Anticipatory Governance in the Anthropocene: Opacity, Cybernetics, and Resilience

ISA 2025

Anticipatory governance in the polycrisis of the Anthropocene requires taking into account various entanglements, relying on a more systemic approach, thinking in networks, including contexts, and taking into account that there is no effect of a policy or action that does not also have a side‐effect. Today, it is no longer possible to separate out or to compartmentalise different problems and solutions. If what matters is specific context and relations, then it is not possible just to import knowledges, policies, organisational procedures, and technologies from elsewhere into separate fields. Anticipatory governance is then not merely a matter of specific policy knowledge or emergency response coordination but of enhancing our capacities of self‐organisation that not only includes humans but also their societal and natural environment. The panel aims at exploring exactly what this might mean in practice. Starting from the current state of the art in the field of anticipatory governance it focuses on the comparative study of conceptualisations, policies and practices across a wide range of policy areas, from disaster response to community development, to post‐conflict peacebuilding. Papers include theoretical and conceptual reflexions as well as policy‐field related insights and concentrate on three themes: Opacity, Cybernetics and Resilience.

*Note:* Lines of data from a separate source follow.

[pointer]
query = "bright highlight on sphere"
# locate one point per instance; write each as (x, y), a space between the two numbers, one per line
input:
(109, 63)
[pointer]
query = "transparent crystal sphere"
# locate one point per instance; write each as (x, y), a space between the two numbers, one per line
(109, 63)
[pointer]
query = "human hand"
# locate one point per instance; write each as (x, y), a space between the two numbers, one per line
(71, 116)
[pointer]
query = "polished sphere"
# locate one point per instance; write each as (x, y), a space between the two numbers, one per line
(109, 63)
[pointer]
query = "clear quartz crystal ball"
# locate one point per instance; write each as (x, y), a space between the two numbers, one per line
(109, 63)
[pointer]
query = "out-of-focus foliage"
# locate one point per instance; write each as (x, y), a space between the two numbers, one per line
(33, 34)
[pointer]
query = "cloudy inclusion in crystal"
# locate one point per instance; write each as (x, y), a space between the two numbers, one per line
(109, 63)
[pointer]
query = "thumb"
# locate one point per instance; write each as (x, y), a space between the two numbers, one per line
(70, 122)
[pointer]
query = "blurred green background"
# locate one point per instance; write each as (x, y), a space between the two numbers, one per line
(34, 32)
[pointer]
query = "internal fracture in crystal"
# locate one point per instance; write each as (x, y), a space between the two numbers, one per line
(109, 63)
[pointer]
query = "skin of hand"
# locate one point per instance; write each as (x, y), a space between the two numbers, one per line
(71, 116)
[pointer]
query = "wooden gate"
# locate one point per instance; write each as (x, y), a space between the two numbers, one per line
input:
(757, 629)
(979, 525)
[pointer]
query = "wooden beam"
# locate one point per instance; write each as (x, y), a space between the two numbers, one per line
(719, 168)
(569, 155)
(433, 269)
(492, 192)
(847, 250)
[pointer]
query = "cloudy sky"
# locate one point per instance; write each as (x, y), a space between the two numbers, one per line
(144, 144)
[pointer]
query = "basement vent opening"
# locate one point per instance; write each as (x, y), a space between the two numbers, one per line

World Order, ideological (re)alignments and the War Against Ukraine

ISA 2025

The Russian War on Ukraine is a conflict between an autocratic regime and the liberal democracies of the West. It has signaled a clear challenge not only to the material power of the liberal international order (LIO) but also to some of the most sacred cosmopolitan norms of its populations. Pro‐Western Ukrainians see LIO membership as a matter of existential self‐interest. Yet democracy in the West is challenged not only by external authoritarian threats. It is also under attack internally – often by the very same forces that speak most loudly of the need to defend it. Indeed, in a paradoxical twist, population segments that in previous decades vociferously condemned western wars can be seen today variously encouraging the arming of Ukraine with offensive weapons, disavowing journalism on US involvement in the Nord Stream pipeline attacks, and defending the state‐lead chilling of anti‐war ‘disinformation’ in social media. Conversely, on a global scale, emerging states such as India, Pakistan, South Africa, have abstained from condemning Russia in UN General Assembly votes, and balked on the ICC warrant against Putin. This roundtable discusses the implications of the Russian invasion of Ukraine for the LIO,focusing specifically on its impact on ideological (re)alignment.